The laundress was required to supply her own equipment and supplies. The basic supplies for each woman were two 25-gallon oak tubs (each weighed about 35 pounds when empty), buckets, iron cauldrons for heating water, fire grates, scrub boards, homemade soap, bluing, ropes for clothes lines, irons and sewing supplies.
These tools were crucial to her livelihood and had to be kept in good shape. The wooden tubs and buckets leaked if they were left to dry for too long, so they had to be soaked to keep them watertight. However, the water had to be changed often because if left too long, the wood became slimy and rotted. Irons had to be stored standing up to keep the bottoms smooth, clean, and free of rust. Wax was placed on the irons to keep them from rusting.
And, the laundress had to make her own soap by rendering animal fat and adding lye. Soap making was a day long process of stirring the soap while it "cooked" over an open fire. A few women did have access to soap from a company called Procter and Gamble. During the Civil War, the Cincinnati company won contracts to supply the Union Army with soap and candles. The military contracts introduced Procter and Gamble products to soldiers from all over the country.
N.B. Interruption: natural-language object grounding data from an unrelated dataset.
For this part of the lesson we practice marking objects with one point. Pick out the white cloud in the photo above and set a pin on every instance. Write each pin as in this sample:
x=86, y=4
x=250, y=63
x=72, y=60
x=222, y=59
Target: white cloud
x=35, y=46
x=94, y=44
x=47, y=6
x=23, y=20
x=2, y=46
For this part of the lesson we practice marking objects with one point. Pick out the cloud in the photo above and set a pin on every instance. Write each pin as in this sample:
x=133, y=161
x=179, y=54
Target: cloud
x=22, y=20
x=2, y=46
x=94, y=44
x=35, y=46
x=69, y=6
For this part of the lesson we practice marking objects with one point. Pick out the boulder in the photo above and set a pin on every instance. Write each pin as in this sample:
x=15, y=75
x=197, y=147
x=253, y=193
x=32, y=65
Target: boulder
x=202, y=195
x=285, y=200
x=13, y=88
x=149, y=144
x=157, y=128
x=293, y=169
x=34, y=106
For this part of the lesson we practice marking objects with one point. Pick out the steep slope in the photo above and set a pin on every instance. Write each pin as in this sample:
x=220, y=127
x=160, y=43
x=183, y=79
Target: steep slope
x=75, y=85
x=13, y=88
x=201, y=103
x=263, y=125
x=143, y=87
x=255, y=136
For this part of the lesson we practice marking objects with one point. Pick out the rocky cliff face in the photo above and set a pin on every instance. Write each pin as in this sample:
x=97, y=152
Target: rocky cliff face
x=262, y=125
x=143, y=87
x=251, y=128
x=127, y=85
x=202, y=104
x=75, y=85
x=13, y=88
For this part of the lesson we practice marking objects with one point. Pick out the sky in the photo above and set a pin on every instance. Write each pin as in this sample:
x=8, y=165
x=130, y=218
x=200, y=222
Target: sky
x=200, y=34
Once the war was over and the men returned home, they told their families about the company's products and launched their national, and then global, growth.
Doing laundry for the troops was, at best, a three to four day process for each load of clothes involving ten steps.
Ironing was not included in the usual price. Each ironed shirt costs and extra three cents. Most of the troops saved their money for other things, but officers did pay for ironed shirts.
The job of laundress was hard labor under the conditions of weather and war. But the incentives that drew draw women to it were the pay and the opportunity to stay with her husband or son rather than endure a long or probable permanent separation.